Knowing the signs of heatstroke can save your life

These scorching days are a reminder of the danger of heat-related illnesses.

Heat exhaustion and heatstroke can affect anyone, but they particularly afflict the very old and very young.

Heat exhaustion can make you sick, but heatstroke can kill you. Knowing the difference in symptoms can be life-saving.

The first signs that you might be overheating are muscle cramps, said Dr. Bjorn Peterson, an emergency room doctor with HealthPartners.

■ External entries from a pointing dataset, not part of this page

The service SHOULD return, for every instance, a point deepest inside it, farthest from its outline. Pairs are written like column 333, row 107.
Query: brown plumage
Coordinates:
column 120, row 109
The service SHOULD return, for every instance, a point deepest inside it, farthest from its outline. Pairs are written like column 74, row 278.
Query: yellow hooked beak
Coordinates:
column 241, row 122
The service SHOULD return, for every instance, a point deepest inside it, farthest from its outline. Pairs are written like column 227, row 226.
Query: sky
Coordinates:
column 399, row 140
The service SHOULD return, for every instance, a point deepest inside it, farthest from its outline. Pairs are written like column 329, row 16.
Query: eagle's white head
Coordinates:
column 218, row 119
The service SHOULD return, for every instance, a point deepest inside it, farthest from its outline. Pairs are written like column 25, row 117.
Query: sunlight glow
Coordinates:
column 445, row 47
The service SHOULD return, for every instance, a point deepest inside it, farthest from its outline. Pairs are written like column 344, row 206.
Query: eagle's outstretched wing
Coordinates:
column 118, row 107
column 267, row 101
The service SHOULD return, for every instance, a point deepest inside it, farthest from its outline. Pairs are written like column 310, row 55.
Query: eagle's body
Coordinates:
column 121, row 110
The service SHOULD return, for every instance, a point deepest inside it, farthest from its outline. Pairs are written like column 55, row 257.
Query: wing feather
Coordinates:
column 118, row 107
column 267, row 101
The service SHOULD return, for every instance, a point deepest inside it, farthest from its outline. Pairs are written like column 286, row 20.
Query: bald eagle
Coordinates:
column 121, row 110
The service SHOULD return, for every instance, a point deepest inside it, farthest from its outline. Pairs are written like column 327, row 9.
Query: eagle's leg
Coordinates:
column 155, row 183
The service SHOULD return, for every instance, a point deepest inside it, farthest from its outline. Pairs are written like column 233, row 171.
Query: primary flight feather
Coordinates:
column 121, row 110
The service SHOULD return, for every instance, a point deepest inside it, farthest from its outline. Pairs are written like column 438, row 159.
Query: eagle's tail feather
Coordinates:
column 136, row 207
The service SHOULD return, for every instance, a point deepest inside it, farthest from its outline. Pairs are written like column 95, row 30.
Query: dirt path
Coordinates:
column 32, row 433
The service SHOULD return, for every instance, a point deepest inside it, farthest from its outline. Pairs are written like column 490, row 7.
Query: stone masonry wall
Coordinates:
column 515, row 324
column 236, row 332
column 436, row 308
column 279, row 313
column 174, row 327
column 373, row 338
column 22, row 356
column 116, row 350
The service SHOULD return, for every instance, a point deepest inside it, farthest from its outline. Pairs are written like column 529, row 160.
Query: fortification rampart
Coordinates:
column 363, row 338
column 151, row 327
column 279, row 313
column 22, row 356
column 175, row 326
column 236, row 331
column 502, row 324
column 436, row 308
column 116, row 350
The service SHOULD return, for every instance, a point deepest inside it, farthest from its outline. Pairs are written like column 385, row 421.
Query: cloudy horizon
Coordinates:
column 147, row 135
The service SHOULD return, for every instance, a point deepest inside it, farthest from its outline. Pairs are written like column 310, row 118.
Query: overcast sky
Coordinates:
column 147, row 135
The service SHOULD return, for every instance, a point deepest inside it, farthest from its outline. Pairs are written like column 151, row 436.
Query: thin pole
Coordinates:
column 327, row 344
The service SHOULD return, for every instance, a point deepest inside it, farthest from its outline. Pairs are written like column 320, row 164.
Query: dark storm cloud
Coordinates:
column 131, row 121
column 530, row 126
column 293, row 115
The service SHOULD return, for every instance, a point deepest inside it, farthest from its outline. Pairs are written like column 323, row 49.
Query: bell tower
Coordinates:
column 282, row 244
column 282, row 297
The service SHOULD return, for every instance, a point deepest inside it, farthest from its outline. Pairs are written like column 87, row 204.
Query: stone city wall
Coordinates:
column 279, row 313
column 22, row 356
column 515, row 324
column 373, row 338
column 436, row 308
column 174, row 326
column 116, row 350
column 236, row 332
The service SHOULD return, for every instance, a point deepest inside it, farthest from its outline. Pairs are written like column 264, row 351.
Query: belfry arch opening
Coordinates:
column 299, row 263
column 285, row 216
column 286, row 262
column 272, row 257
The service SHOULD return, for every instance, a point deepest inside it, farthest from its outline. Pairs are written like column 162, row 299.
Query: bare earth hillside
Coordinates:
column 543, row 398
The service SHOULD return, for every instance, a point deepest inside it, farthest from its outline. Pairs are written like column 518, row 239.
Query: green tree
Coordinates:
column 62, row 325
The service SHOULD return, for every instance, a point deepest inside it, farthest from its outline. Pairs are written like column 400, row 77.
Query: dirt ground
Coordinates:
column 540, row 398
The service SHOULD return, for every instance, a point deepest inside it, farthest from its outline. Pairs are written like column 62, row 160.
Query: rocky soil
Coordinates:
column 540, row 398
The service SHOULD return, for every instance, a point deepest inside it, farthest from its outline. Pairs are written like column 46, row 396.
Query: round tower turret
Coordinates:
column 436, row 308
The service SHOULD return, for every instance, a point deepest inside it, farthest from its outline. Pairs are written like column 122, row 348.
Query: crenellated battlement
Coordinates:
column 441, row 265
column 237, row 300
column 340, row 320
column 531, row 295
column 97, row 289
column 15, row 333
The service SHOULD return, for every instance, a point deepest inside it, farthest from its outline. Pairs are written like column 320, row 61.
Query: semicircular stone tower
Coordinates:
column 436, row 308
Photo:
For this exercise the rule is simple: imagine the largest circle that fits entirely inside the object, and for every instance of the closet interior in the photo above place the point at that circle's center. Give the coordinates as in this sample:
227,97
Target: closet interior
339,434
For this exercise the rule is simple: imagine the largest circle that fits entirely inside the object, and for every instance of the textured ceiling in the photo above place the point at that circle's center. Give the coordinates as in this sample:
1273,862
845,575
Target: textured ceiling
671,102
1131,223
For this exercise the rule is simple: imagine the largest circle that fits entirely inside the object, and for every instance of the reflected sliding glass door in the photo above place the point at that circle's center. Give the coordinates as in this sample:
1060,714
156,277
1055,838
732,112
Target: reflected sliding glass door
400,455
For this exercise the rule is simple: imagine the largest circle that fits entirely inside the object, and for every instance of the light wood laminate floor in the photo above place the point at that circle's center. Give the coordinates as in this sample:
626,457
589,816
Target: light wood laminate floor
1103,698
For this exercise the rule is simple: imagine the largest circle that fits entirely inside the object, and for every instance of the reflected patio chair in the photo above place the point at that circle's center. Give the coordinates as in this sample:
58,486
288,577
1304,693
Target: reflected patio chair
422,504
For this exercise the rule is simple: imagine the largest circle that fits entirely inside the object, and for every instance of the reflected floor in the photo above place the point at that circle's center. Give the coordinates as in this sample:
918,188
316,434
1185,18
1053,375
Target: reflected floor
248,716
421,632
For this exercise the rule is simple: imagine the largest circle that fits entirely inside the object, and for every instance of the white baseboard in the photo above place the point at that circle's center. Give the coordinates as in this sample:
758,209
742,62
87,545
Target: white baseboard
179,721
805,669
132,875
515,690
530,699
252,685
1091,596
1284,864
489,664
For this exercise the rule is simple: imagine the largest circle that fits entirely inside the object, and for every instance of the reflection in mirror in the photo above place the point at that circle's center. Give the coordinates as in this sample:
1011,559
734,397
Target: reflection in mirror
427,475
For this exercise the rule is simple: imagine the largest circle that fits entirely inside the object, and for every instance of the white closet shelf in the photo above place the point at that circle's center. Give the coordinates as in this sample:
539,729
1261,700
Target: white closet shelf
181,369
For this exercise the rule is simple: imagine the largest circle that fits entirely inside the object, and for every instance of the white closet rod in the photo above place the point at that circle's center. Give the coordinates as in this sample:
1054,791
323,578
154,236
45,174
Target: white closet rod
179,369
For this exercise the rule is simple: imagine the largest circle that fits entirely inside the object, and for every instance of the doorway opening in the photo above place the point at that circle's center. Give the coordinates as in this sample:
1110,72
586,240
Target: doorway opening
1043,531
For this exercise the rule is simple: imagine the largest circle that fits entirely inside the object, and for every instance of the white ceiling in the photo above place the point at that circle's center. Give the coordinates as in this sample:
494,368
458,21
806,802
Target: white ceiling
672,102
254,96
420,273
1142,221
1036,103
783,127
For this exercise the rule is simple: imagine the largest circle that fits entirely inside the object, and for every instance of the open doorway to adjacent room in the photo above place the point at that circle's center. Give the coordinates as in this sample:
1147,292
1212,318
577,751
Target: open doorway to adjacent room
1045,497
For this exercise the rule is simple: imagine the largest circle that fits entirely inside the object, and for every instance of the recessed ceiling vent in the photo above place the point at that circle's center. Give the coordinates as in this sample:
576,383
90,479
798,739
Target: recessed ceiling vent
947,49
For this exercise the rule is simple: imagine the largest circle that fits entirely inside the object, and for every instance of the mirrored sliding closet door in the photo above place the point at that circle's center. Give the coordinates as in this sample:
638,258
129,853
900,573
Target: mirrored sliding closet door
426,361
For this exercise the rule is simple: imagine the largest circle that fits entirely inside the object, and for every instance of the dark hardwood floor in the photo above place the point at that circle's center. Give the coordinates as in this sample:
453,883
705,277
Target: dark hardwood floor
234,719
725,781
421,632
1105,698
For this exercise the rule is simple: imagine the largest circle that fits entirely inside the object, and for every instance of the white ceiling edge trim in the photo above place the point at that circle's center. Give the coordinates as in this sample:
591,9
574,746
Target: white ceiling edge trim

The next stage is heat exhaustion, when you start to feel pretty lousy,” Peterson said.

Common symptoms include:

▪  Nausea

▪  Dizziness

▪  A gray or pale appearance

▪  Cool and clammy skin

But even in this condition, you are able to sweat — one of the ways the body gets rid of heat.

“The water evaporates off our skin and into the air. When it’s humid, you can’t do that, because the moisture content in the air is too high. That’s what we’re getting into this week,” Peterson said.

If not treated, heat exhaustion can turn into heatstroke. That’s when a body can’t cool quickly enough, and the core body temperature rises to a dangerous level.

Typical signs of heatstroke are:

▪  Hot and dry skin

▪  Confusion

▪  Rapid pulse

At that point, it’s a medical emergency that requires immediate action.

Get anyone showing signs of heatstroke out of the sun, and call for medical help, Peterson said. Also, cool them off quickly by dousing them with cold water and putting fans on them. Or put them into a bathtub with ice water.

If you insist on exercising outside, take some precautions, Peterson said. Drink plenty of water, but don’t wait until you’re thirsty. Pre-hydrate and pace yourself during your workout. And listen to your body.

“It’s about common sense and knowing your body’s limits,” Peterson said.